Weit grössere Probleme bereitete der Kolonialmacht der Aufstand von 1915. Die rechtlosen Einheimischen waren in den vergangenen Jahren in immer grösserer Zahl zum Christentum übergetreten. Gleichzeitig erhielten sie eine Schulbildung. Einheimische Christen wurden zu Wanderpredigern, sahen aber auch das Elend ihrer Landsleute. Drei Personen unter ihnen predigten den Leuten nicht nur das Evangelium, sondern sagten den Zuhörenden auch: Afrika gehört den Afrikanern! Unter der Leitung von John Chilembwe, Charles Domingo und Elliott Kamwana, die als Propheten angesehen wurden, erhoben sich zahlreiche Afrikaner gegen die Europäer. Die Briten schlugen den Aufstand mit harter Hand nieder.
Die Zwischenkriegzeit 1918-1939
Zuerst arbeiteten die Briten in der Zwischenkriegszeit Pläne aus, die eine Vereinigung von Malawi mit Kenia oder Tansania vorsah. Dies und die Benachteiligung der Afrikaner gegenüber weissen Siedlern führte bereits 1920 zur Gründung der Nyasaland Native National Association unter Malawiern in Südafrika. Auch im Land selber entstanden lokale Zellen.

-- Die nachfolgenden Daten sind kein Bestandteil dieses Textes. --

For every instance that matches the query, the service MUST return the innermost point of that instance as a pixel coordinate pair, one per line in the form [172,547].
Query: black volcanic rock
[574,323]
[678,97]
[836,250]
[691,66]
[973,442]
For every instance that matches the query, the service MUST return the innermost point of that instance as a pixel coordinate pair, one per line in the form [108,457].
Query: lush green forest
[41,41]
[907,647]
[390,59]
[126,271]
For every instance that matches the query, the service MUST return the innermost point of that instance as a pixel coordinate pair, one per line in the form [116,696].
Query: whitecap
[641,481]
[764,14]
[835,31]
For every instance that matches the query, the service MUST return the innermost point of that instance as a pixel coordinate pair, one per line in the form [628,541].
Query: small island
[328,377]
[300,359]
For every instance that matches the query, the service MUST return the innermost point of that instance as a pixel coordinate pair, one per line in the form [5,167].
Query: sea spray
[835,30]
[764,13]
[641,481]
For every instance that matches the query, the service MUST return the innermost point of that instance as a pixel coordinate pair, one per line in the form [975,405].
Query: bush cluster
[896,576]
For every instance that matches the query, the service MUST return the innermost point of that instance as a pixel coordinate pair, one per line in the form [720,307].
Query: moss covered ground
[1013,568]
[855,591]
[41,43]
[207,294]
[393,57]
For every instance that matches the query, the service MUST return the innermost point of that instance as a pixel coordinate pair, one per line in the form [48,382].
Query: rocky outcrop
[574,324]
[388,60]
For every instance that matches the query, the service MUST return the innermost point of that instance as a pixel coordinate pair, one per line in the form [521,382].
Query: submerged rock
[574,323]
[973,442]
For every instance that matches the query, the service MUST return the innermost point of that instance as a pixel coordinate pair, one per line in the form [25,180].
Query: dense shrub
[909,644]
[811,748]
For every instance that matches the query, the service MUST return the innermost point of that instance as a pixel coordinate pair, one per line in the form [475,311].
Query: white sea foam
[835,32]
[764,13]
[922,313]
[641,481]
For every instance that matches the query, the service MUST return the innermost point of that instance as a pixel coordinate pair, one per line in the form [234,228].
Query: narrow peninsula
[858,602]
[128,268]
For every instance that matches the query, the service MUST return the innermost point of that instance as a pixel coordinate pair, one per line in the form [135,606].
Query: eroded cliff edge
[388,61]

Ende der 1920er-Jahre verlangten die europäischen Siedler eine Zusammenlegung Malawis mit Südrhodesien (heute Sambia ) und Nordrhodesien (heute Simbabwe ). Wegen der heftigen Reaktion der Afrikaner auf diese Pläne begrub die Kolonialregierung die Idee bis 1939.

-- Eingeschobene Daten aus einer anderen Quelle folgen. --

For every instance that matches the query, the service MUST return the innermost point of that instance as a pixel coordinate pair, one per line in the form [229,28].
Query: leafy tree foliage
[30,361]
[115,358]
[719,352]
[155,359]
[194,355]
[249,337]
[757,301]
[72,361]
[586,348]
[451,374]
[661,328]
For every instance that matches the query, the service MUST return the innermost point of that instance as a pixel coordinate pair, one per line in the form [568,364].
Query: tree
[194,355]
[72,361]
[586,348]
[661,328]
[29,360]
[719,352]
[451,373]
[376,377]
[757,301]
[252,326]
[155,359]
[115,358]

Endphase der Kolonialzeit 1939-1964
Als am 18. Oktober 1944 von der britischen Kolonialverwaltung eine engere Zusammenarbeit Njassalands mit den beiden Rhodesien beschlossen wurde, gründete Levi Mumba mit gleich Gesinnten den Nyasaland African Congress. Dessen Vertreter in London war ein Arzt namens Hastings Kamuzu Banda. Diesem gelang es, der britischen Kolonialbehörde neun Jahre lang Pläne für eine Zentralafrikanische Föderation auszureden. Doch am 23. November 1953 wurde die Föderation Wirklichkeit. Zur Freude der Europäer und zum Schrecken der Afrikaner. Die NAC unter Henry Chipembere, Kanyama Chiume und Dunduzu Chisiza bekämpfte zusammen mit sambischen Kollegen die Föderation mit Streiks und Demonstrationen. Bei den Legislativwahlen vom 15. März 1956 errang der NAC alle fünf den Afrikanern zustehenden Mandate. Am 6. Juli 1958 kehrte der populäre Banda nach 43 Jahren in sein Geburtsland zurück. Kurze Zeit später, am 1. August 1958, wurde er bereits zum Parteipräsidenten des NAC auf Lebenszeit ernannt. Im November nahmen, nach einem Boykottaufruf von Banda, nur ganze 16(!) Afrikaner an den Wahlen zum Föderationsrat teil. Ab 15. Februar 1959 kam es zu massiven Unruhen. Polizeistationen wurden überfallen, Gefängnisse gestürmt und die Häftlinge befreit, Flughäfen blockiert. Die Stadt Chipita (damals Fort Hill) geriet in die Hände des NAC. In dieser Lage verhängte die Föderationsregierung den Notstand und bot Tausende (weißer) Soldaten nach Malawi auf. Nach monatelangen Unruhen und 52 Toten konnte im Juni 1959 die Ruhe wieder hergestellt werden. Gleichzeitig verhaftete die Regierung rund 1000 NAC-Leute, darunter die gesamte Führung. Die Partei wurde verboten - aber kurze Zeit später als Malawi Congress Party (MCP) neu gegründet. Die provisorische Leitung übernahm Orton Chirwa. Die unbeliebte Föderation aber war politisch beerdigt. 1960 gewährten die Briten dem Land eine begrenzte innere Autonomie. Bei den Legislativwahlen vom 15. August 1961 gewann die MCP 22 der 28 Sitze, darunter alle den Afrikanern zustehenden. Banda wurde am 1. Februar 1963 erster afrikanischer Premierminister des Protektorats. Am 31. Dezember 1963 wurde die Zentralafrikanische Föderation offiziell aufgelöst. Am 6. Juli 1964 endete die britische Kolonialzeit und das Protektorat Njassaland wurde zum unabhängigen Staat Malawi.